Мошенник застыл, слишком недоверчивый, чтобы пошевелиться. Его рука горела так, словно он вытащил уголек из камина, но даже это не смогло снять его паралич. В лучшем случае он поднял взгляд, пытаясь увидеть, что происходит с его рукой, но свет обжигал так, что у него заболели глаза, а предплечье растворилось в сиянии. Это было так, как, если бы он протянул руку к солнцу, как бог, подобный Протею, играющему с небесами.
— «Что со мной происходит?»
Ответов не было. Пламя продолжалось до тех пор, пока глаза Пинча больше не могли его выносить. Боль пронзила его руку. Постепенно шипящий писк личинок затих, и клубы дыма начали рассеиваться. А потом свет исчез.
Пинч выронил эту штуковину, как раскаленный камень; она обожгла ему руку, как такой камень. Она ударилась о пол с металлическим лязгом. Пинч посмотрел на свою руку, и там, на обожженной плоти ладони, было клеймо в виде половинки солнца. Края были обуглены до черноты, и из оттиска не сочилась кровь, плоть была опалена жаром. Пинч осторожно попытался согнуть руку, но остановился от волны боли.
Дым вокруг него рассеивался, и по мере того, как он рассеивался, глаза мужчины, почти закрывшиеся от слез, тоже медленно прояснялись. В тусклом свете он впервые смог ясно разглядеть комнату. Личинки исчезли, за исключением нескольких слабеньких, которые шевелились в кучах порошкообразного пепла, покрывавшего пол. Кости других воров все еще были там, ставшие белее, чем когда-либо. Их оружие блестело в тусклом свете сверху. Оно было без единого пятнышка ржавчины, как доспехи рыцаря после того, как оруженосец почистил его. Стены были розовато-белыми и испещрены фонтанчиками сажи.
Пинч оцепенело, смахнул личинку, которая все еще цеплялась за обрывки его одежды или заползла в его вьющиеся волосы. Он потел от крови и слизи, его одежда была разорвана в клочья или сгорела дотла, а рука пульсировала от боли, но Пинч мог только удивляться, что он все еще жив.

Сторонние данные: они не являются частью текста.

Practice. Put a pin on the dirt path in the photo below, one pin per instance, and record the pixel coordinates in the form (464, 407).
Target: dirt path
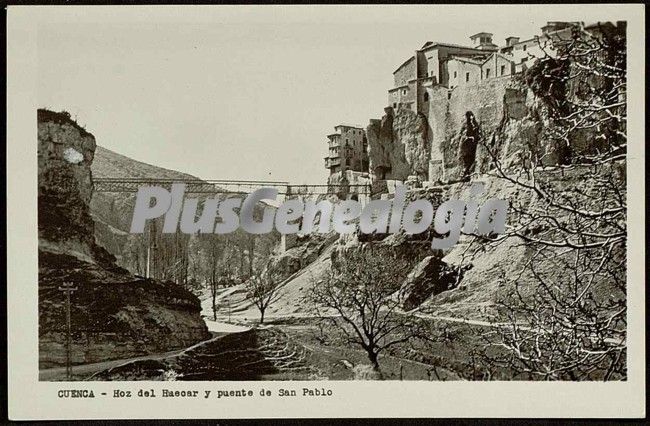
(86, 371)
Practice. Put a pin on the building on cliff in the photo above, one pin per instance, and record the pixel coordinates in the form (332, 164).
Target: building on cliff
(348, 149)
(452, 65)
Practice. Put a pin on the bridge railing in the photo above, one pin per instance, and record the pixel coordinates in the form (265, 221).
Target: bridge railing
(215, 186)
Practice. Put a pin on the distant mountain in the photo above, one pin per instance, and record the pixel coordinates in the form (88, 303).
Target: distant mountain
(112, 214)
(110, 164)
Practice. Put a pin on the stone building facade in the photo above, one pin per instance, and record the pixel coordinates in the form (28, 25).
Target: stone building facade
(451, 65)
(348, 149)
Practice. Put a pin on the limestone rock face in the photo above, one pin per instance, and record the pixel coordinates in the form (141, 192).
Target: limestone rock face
(429, 277)
(114, 314)
(398, 145)
(65, 153)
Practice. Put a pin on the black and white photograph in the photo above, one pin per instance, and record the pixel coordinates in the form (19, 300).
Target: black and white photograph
(333, 194)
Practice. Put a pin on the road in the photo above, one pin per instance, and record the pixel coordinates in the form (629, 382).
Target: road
(86, 371)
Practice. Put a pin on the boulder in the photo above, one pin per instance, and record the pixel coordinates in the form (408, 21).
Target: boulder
(430, 276)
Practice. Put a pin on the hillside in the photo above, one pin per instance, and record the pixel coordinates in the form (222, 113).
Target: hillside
(113, 313)
(112, 213)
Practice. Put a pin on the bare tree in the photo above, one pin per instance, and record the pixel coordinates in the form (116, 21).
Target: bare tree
(565, 317)
(262, 290)
(360, 296)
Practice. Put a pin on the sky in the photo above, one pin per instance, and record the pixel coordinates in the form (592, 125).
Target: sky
(245, 92)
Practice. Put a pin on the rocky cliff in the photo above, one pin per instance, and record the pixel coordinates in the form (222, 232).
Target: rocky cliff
(445, 143)
(113, 313)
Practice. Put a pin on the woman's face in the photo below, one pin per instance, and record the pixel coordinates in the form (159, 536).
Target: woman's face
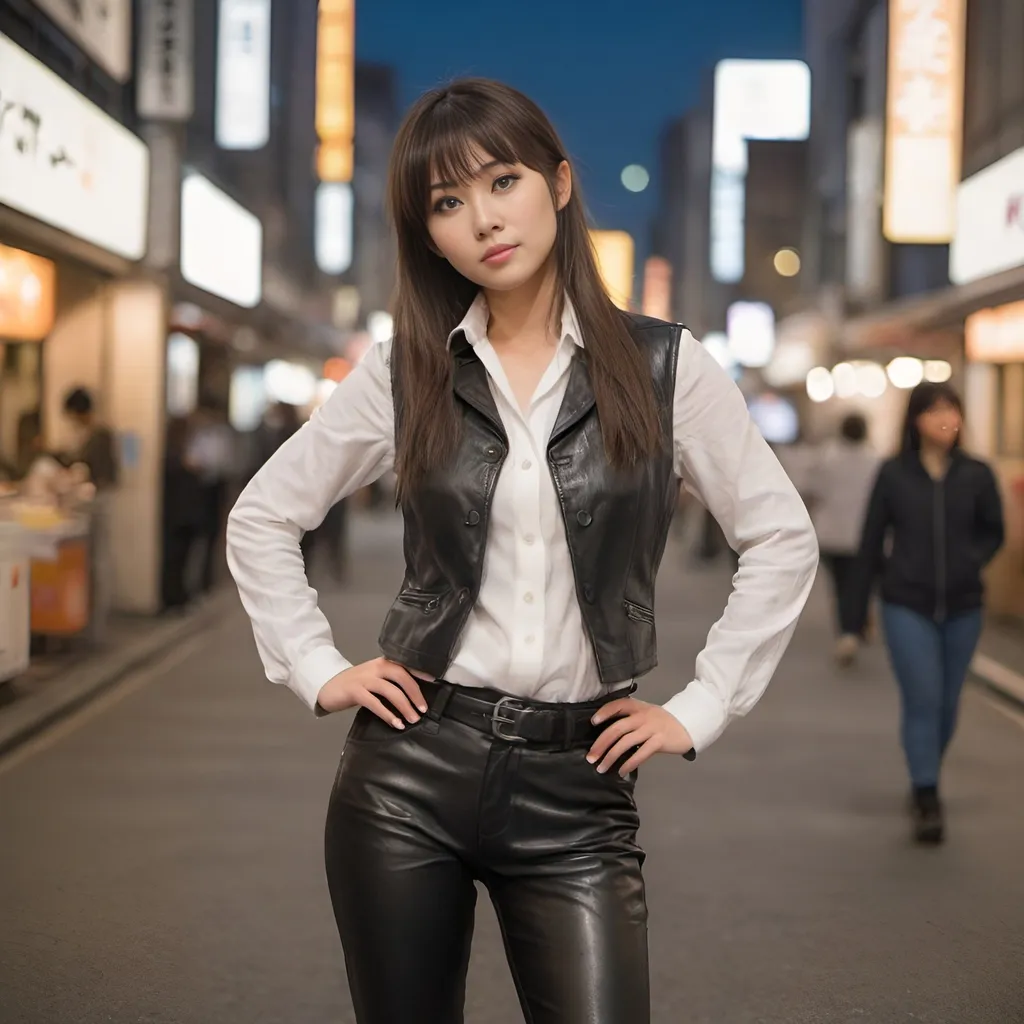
(499, 228)
(940, 424)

Он заметил предмет, который держал в руке, теперь лежащий в золе у его ног. Это был диск в форме половинки солнца Повелителя Утра — артефакт, который он украл в Эльтуреле. Пинч боялся прикоснуться к нему.

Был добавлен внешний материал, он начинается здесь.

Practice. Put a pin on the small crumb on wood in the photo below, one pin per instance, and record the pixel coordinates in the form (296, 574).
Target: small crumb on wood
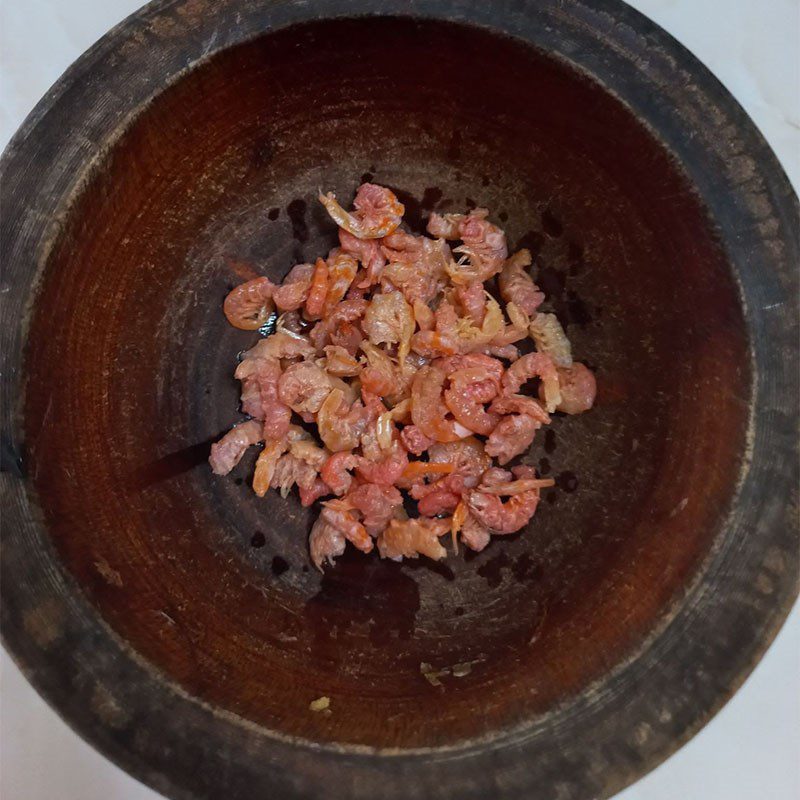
(320, 704)
(430, 674)
(677, 510)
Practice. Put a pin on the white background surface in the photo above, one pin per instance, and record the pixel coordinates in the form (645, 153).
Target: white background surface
(751, 750)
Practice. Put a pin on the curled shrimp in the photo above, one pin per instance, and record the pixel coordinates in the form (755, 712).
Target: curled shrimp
(380, 375)
(438, 502)
(290, 471)
(471, 337)
(339, 427)
(578, 388)
(515, 331)
(390, 320)
(520, 404)
(474, 534)
(303, 447)
(335, 471)
(534, 365)
(467, 459)
(519, 486)
(303, 387)
(417, 265)
(378, 212)
(490, 367)
(423, 316)
(411, 537)
(340, 514)
(484, 244)
(376, 504)
(325, 542)
(340, 363)
(549, 336)
(342, 268)
(292, 294)
(387, 471)
(433, 344)
(469, 391)
(369, 253)
(259, 378)
(516, 285)
(429, 412)
(401, 411)
(507, 351)
(503, 517)
(318, 290)
(310, 494)
(415, 441)
(249, 305)
(472, 299)
(283, 344)
(512, 436)
(417, 470)
(228, 451)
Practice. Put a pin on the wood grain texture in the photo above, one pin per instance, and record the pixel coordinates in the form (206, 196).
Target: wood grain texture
(151, 603)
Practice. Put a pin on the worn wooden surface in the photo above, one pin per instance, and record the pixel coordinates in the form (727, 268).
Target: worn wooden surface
(168, 615)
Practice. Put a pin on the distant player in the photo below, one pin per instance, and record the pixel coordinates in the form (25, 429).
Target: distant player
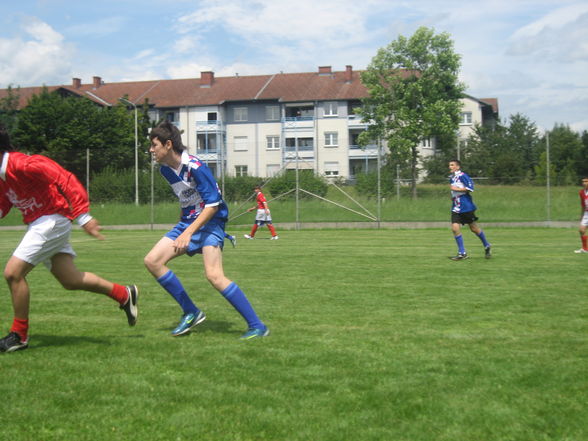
(201, 230)
(49, 198)
(263, 215)
(463, 210)
(583, 216)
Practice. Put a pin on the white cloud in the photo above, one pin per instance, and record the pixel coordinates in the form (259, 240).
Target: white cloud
(43, 58)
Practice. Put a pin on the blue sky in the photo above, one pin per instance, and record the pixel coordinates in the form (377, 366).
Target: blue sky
(531, 55)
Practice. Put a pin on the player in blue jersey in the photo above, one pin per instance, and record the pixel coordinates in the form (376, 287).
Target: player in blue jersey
(200, 230)
(463, 210)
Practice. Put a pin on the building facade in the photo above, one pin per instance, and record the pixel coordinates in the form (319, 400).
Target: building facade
(261, 125)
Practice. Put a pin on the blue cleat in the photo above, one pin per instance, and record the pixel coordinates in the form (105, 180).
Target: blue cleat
(255, 333)
(188, 322)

От амулета, казалось, поднимались струйки дыма, но, наконец, он нерешительно поднял его за порванный ремешок. Вблизи он выглядел неизменным, тот же кусок инертного драгоценного камня, каким был всегда. Когда он сравнил его со своей рукой, то сразу увидел, что образец и оттиск аналогичны.
Что случилось? Лисса утверждала, что это был амулет Повелителя Рассвета или что-то в этом роде. Каким-то образом Пинч, должно быть, запустил его силу или сделал что-то, что вызвало его к действию. Однако как он ни старался, он не мог понять, что именно. Страх вытеснил все его воспоминания о том моменте, когда это произошло.
— Пинч! Сверху донесся тонкий голос Спрайта. Пинч поднял глаза и увидел маленькую кудрявую головку, выглядывающую сквозь пол.
— Спрайт?
— Боги, ты жив! — выпалили они в унисон.
— Что случилось, Пинч?
— Спрайт, дай мне веревку.
— Сначала на меня набросился гном, а потом, когда я поднялся сюда, я чуть не задохнулся от дыма, поднимающегося с пола, и вот так я узнал, что ты там, внизу.
— Спрайт-Хилс, заткнись и брось мне веревку!
— О... точно. Прямо сейчас. Голова исчезла, чтобы выполнить его приказание.
Пока Пинч ждал веревку, он порылся в золе, помня о вещах, оставленных другими. Там было немного ценного — несколько кинжалов и рассыпанных монет, но Пинч все равно искал не их. Наконец, он наткнулся на то, что ему действительно было нужно, — фальшивую Чашу и Нож, которые Айрон-Битер небрежно бросил в яму. Он также нашел свой сверкающий набор инструментов, изготовленных на заказ, хотя черная матерчатая упаковка представляла собой не более чем несколько обгоревших лоскутков. К тому времени, как эти вещи были тщательно упакованы, веревка была у него в руках.